Review: Airedale Symphony Orchestra, King's Hall, Ilkley, Sunday November 13, 2016

A WELL-filled King's Hall greeted the Airedale Symphony Orchestra's opening concert of their Ilkley season. It is hard to believe that Mendelssohn's Overture Ruy Blas was dashed off in just three days so carefully crafted is the orchestration heralded as it is by those stirring fanfares. The ASO's weighty brass and woodwind combined with supple strings to bring out the drama and grandeur of this splendid piece. It is even harder to believe that Dvorak's hauntingly beautiful Violin Concerto in A minor languished in relative obscurity for decades. Thanks in no small part to the advocacy of Dvorak's great-grandson, the eminent violinist Josef Suk, the work has become a cornerstone of the concerto repertoire. Kazakhstan born violin virtuoso Galya Bisengalieva delighted the Ilkley audience with her impassioned performance of this demanding piece. Her tone was warm and vibrant and the pitching of notes perfectly centred. Both soloist and orchestra were in tune with the folk idioms that informed the composition of this lovely concerto.

The second half opened with the Polonaise and Waltz from Tchaikovsky's opera Eugene Onegin. Both excerpts were played with panache and a degree of swagger by the ASO, conducted by John Anderson.
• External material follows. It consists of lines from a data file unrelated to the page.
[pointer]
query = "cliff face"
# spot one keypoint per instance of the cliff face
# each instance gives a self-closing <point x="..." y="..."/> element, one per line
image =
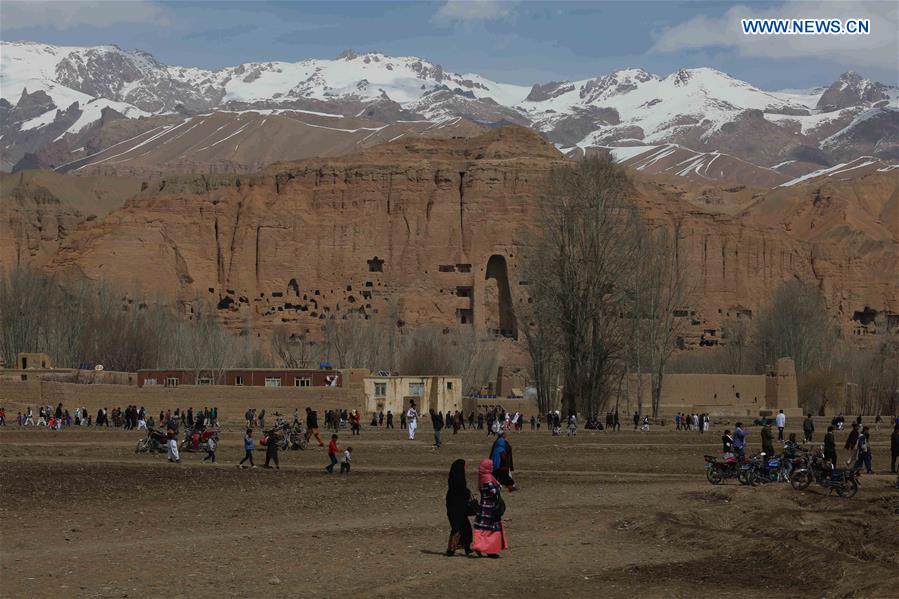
<point x="429" y="232"/>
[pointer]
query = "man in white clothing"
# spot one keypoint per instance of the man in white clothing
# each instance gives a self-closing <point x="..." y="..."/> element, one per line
<point x="780" y="420"/>
<point x="174" y="455"/>
<point x="412" y="419"/>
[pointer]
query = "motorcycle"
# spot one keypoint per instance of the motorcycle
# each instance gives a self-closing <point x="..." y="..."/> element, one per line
<point x="155" y="441"/>
<point x="717" y="469"/>
<point x="843" y="481"/>
<point x="198" y="440"/>
<point x="286" y="435"/>
<point x="765" y="469"/>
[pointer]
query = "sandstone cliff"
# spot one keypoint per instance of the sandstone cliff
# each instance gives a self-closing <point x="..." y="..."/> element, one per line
<point x="430" y="231"/>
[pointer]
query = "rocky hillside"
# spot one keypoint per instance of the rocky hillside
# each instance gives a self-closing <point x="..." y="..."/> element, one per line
<point x="66" y="107"/>
<point x="429" y="231"/>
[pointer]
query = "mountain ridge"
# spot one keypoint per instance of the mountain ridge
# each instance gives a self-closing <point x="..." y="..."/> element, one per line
<point x="82" y="89"/>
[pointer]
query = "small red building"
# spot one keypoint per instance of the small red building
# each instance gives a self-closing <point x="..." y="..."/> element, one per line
<point x="241" y="377"/>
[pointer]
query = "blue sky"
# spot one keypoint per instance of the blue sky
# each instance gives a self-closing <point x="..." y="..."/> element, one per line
<point x="514" y="42"/>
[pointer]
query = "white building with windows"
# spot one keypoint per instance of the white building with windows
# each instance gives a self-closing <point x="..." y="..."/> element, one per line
<point x="395" y="394"/>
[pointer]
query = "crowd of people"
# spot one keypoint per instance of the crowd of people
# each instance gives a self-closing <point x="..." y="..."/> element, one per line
<point x="131" y="418"/>
<point x="857" y="444"/>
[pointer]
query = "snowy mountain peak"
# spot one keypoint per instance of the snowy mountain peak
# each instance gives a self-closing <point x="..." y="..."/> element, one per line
<point x="69" y="89"/>
<point x="851" y="89"/>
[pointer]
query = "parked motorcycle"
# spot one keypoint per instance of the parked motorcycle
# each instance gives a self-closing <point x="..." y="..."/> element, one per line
<point x="767" y="469"/>
<point x="198" y="440"/>
<point x="843" y="481"/>
<point x="288" y="436"/>
<point x="155" y="441"/>
<point x="719" y="468"/>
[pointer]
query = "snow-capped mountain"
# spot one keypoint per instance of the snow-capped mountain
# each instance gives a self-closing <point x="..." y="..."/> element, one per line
<point x="60" y="104"/>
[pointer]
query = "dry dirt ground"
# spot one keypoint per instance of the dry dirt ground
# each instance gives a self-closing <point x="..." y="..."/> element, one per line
<point x="603" y="514"/>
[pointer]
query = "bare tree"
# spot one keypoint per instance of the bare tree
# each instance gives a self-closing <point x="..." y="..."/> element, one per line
<point x="294" y="350"/>
<point x="796" y="324"/>
<point x="585" y="244"/>
<point x="736" y="353"/>
<point x="457" y="351"/>
<point x="542" y="342"/>
<point x="666" y="293"/>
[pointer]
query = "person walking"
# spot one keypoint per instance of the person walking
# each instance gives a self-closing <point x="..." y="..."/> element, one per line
<point x="459" y="506"/>
<point x="808" y="428"/>
<point x="333" y="450"/>
<point x="501" y="456"/>
<point x="767" y="440"/>
<point x="727" y="442"/>
<point x="740" y="441"/>
<point x="210" y="450"/>
<point x="174" y="455"/>
<point x="312" y="426"/>
<point x="437" y="423"/>
<point x="271" y="452"/>
<point x="864" y="452"/>
<point x="412" y="420"/>
<point x="894" y="448"/>
<point x="345" y="460"/>
<point x="489" y="536"/>
<point x="852" y="444"/>
<point x="248" y="449"/>
<point x="830" y="445"/>
<point x="781" y="422"/>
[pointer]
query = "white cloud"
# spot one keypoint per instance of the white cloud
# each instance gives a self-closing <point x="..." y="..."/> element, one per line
<point x="880" y="49"/>
<point x="470" y="11"/>
<point x="71" y="14"/>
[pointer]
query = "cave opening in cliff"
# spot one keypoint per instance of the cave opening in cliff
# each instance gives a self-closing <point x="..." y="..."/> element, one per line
<point x="865" y="317"/>
<point x="375" y="265"/>
<point x="498" y="274"/>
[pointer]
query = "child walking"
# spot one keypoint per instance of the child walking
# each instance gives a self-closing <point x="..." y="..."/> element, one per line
<point x="333" y="450"/>
<point x="248" y="449"/>
<point x="210" y="450"/>
<point x="345" y="463"/>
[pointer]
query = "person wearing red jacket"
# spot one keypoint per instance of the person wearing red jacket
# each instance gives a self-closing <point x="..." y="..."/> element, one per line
<point x="333" y="451"/>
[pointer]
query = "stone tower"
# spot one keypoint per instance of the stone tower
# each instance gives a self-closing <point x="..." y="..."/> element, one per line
<point x="781" y="390"/>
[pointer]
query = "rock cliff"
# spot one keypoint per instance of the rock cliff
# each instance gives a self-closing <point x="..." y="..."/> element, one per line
<point x="430" y="231"/>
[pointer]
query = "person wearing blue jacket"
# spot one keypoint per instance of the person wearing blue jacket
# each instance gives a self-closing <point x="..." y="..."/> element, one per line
<point x="248" y="449"/>
<point x="740" y="440"/>
<point x="501" y="456"/>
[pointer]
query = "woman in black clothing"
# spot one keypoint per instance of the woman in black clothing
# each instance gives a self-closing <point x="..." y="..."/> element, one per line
<point x="458" y="502"/>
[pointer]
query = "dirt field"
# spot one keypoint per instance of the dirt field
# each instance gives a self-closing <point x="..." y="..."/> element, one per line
<point x="603" y="514"/>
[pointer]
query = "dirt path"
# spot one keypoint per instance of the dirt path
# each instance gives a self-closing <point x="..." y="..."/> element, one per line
<point x="599" y="515"/>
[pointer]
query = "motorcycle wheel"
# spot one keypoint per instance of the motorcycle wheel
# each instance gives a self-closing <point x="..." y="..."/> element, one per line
<point x="801" y="479"/>
<point x="848" y="489"/>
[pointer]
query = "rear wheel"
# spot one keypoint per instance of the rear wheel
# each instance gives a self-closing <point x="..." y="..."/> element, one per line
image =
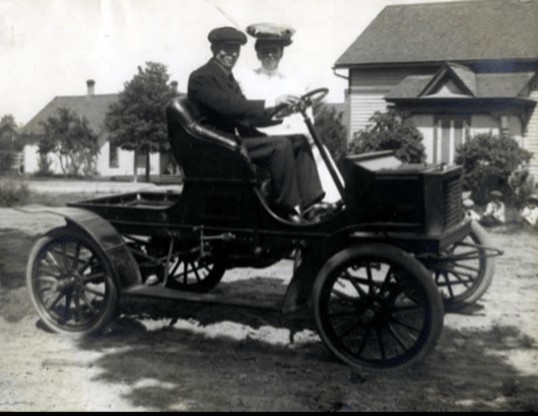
<point x="71" y="282"/>
<point x="464" y="272"/>
<point x="195" y="275"/>
<point x="376" y="306"/>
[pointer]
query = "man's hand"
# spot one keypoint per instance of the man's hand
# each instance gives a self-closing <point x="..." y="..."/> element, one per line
<point x="286" y="105"/>
<point x="289" y="100"/>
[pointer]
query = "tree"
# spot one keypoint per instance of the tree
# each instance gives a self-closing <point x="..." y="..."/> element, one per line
<point x="71" y="139"/>
<point x="10" y="143"/>
<point x="137" y="121"/>
<point x="488" y="162"/>
<point x="390" y="131"/>
<point x="331" y="130"/>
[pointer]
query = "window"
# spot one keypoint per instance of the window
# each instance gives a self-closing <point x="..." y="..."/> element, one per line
<point x="141" y="160"/>
<point x="449" y="134"/>
<point x="113" y="160"/>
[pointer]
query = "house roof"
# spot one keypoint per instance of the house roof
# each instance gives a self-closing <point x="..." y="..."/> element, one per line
<point x="93" y="107"/>
<point x="505" y="85"/>
<point x="480" y="30"/>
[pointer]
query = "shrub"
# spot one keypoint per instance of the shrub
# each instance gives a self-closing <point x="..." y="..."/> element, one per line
<point x="43" y="166"/>
<point x="488" y="161"/>
<point x="331" y="130"/>
<point x="390" y="131"/>
<point x="12" y="194"/>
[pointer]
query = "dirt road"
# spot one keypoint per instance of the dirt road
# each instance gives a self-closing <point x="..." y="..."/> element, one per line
<point x="217" y="358"/>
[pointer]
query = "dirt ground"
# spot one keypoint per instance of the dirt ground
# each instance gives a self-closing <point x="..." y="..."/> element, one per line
<point x="218" y="358"/>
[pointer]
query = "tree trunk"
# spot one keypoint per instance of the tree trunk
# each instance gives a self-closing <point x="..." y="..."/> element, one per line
<point x="147" y="167"/>
<point x="135" y="167"/>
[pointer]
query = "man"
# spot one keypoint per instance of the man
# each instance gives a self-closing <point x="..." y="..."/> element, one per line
<point x="269" y="82"/>
<point x="495" y="210"/>
<point x="213" y="88"/>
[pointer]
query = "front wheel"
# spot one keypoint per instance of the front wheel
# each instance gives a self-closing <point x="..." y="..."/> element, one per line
<point x="376" y="306"/>
<point x="464" y="271"/>
<point x="71" y="282"/>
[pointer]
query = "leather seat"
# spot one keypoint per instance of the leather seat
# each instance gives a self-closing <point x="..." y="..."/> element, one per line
<point x="206" y="153"/>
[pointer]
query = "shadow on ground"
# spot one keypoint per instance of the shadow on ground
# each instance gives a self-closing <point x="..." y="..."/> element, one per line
<point x="190" y="367"/>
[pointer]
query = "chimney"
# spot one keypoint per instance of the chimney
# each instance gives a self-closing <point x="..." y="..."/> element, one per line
<point x="91" y="87"/>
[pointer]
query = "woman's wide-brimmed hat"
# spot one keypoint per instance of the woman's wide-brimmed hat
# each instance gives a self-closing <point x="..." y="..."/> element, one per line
<point x="270" y="32"/>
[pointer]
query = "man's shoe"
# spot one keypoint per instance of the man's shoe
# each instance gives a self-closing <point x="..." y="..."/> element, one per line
<point x="295" y="218"/>
<point x="317" y="212"/>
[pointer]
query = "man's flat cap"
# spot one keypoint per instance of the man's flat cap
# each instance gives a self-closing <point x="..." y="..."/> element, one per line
<point x="270" y="32"/>
<point x="227" y="34"/>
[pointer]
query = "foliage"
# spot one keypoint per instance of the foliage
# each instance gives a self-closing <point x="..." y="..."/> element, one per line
<point x="521" y="184"/>
<point x="71" y="139"/>
<point x="488" y="161"/>
<point x="12" y="193"/>
<point x="10" y="143"/>
<point x="390" y="130"/>
<point x="330" y="127"/>
<point x="137" y="121"/>
<point x="43" y="166"/>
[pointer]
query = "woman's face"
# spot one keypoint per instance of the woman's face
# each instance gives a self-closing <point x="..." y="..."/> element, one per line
<point x="269" y="55"/>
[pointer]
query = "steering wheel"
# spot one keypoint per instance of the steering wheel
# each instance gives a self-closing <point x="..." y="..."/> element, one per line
<point x="314" y="96"/>
<point x="305" y="101"/>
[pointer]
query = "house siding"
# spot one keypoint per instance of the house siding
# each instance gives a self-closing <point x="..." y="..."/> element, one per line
<point x="530" y="138"/>
<point x="425" y="124"/>
<point x="368" y="88"/>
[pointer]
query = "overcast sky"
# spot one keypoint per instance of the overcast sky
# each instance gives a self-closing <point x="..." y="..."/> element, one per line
<point x="50" y="48"/>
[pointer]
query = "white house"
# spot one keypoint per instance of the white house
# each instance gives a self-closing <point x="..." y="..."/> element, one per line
<point x="111" y="160"/>
<point x="459" y="68"/>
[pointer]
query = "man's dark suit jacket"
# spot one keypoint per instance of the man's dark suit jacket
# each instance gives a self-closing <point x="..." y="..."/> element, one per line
<point x="220" y="100"/>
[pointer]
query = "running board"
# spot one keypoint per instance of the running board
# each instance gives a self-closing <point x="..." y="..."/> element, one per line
<point x="210" y="298"/>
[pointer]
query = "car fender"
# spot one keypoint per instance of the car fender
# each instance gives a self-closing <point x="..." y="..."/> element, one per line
<point x="105" y="236"/>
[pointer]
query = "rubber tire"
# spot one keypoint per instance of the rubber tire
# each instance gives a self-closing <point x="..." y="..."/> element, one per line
<point x="482" y="283"/>
<point x="420" y="276"/>
<point x="105" y="315"/>
<point x="209" y="282"/>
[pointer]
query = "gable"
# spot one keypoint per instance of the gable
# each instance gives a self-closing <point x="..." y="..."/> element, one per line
<point x="451" y="80"/>
<point x="93" y="107"/>
<point x="511" y="85"/>
<point x="456" y="31"/>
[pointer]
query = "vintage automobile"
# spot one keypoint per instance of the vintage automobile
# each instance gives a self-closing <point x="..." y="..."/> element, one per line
<point x="377" y="272"/>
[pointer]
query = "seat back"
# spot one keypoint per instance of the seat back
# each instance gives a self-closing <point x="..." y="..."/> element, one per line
<point x="201" y="151"/>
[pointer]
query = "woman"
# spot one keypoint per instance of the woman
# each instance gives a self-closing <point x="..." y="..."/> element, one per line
<point x="271" y="84"/>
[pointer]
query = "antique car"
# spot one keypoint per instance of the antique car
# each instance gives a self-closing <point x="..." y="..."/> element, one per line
<point x="377" y="272"/>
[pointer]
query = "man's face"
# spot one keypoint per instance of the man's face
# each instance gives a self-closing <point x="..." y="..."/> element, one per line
<point x="269" y="54"/>
<point x="227" y="53"/>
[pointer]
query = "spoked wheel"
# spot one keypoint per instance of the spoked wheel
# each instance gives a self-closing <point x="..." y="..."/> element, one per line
<point x="464" y="272"/>
<point x="195" y="275"/>
<point x="71" y="283"/>
<point x="376" y="306"/>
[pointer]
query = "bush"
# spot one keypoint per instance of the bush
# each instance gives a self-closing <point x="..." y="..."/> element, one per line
<point x="390" y="131"/>
<point x="331" y="130"/>
<point x="44" y="166"/>
<point x="488" y="161"/>
<point x="12" y="194"/>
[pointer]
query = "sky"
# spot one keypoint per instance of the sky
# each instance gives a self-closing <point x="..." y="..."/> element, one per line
<point x="50" y="48"/>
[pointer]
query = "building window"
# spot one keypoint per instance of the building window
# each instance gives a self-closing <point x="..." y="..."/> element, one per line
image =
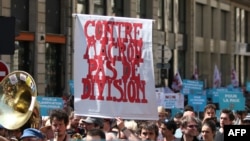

The Orchestra's poised performance of Schumann's youthful 'Spring' Symphony No1 in B flat banished the November gloom and thoughts of Christmas. Despite moments of darkness and foreboding, the Symphony contains some of Schumann's most joyful music - a characteristic certainly mirrored by the lightness of touch in the Scherzo's two trios and an animated account of the final movement.